Jarzebowski, P.; Bendor, D.

The brain refines its predictions of the world by updating its internal model whenever sensory input differs from expectation. The sign of this prediction error matters: an unexpected event signals that the model under-predicted (positive error), while a predicted event that fails to occur indicates that the model over-predicted (negative error), and the two should drive opposite synaptic changes. How cortical circuits represent error sign in spiking activity, and how that representation translates into synaptic learning, remain unresolved. We propose the Signed Error by Timing Asymmetry (SETA) model, in which the sign of a prediction error is encoded by when layer 2/3 neurons fire relative to a brief plasticity window in their layer 5 targets.

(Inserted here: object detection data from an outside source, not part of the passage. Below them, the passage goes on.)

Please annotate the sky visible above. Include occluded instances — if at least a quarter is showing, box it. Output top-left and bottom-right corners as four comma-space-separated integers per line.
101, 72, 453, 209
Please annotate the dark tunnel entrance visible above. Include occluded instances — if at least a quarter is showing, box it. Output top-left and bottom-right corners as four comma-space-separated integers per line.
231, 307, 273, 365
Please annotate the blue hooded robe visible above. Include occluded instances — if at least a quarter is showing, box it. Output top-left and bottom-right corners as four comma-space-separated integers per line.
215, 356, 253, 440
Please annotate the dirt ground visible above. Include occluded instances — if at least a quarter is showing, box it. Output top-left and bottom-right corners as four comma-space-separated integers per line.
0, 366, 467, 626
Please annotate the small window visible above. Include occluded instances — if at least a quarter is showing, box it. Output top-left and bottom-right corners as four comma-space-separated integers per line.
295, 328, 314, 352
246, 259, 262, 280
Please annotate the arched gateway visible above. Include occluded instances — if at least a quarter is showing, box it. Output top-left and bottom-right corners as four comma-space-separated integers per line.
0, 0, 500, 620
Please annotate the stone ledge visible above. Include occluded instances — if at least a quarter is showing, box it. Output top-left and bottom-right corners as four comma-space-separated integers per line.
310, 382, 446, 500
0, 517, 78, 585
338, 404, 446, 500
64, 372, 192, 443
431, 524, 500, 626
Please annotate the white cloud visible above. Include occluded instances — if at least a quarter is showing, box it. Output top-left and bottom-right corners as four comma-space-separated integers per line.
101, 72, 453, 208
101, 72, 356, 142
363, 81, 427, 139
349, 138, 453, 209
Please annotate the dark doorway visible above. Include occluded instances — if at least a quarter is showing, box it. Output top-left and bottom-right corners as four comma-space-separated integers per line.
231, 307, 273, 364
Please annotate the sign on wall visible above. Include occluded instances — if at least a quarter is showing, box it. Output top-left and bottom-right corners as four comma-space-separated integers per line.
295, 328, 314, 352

Chandelier cells, an inhibitory cell type recruited by the prediction, impose a temporal clamp on layer 2/3 output: positive errors escape the clamp and arrive within the synaptic potentiation window, while negative errors are released only after the clamp decays and arrive later, during the synaptic depression window. The same circuit, therefore, biases downstream synapses toward either potentiation or depression depending on the prediction-error sign. We demonstrate this signed-error computation in a reduced two-compartment model, test SETA-specific predictions using in vivo recordings from mouse visual cortex, and examine how E/I imbalance leads to pathological consequences in predictive coding.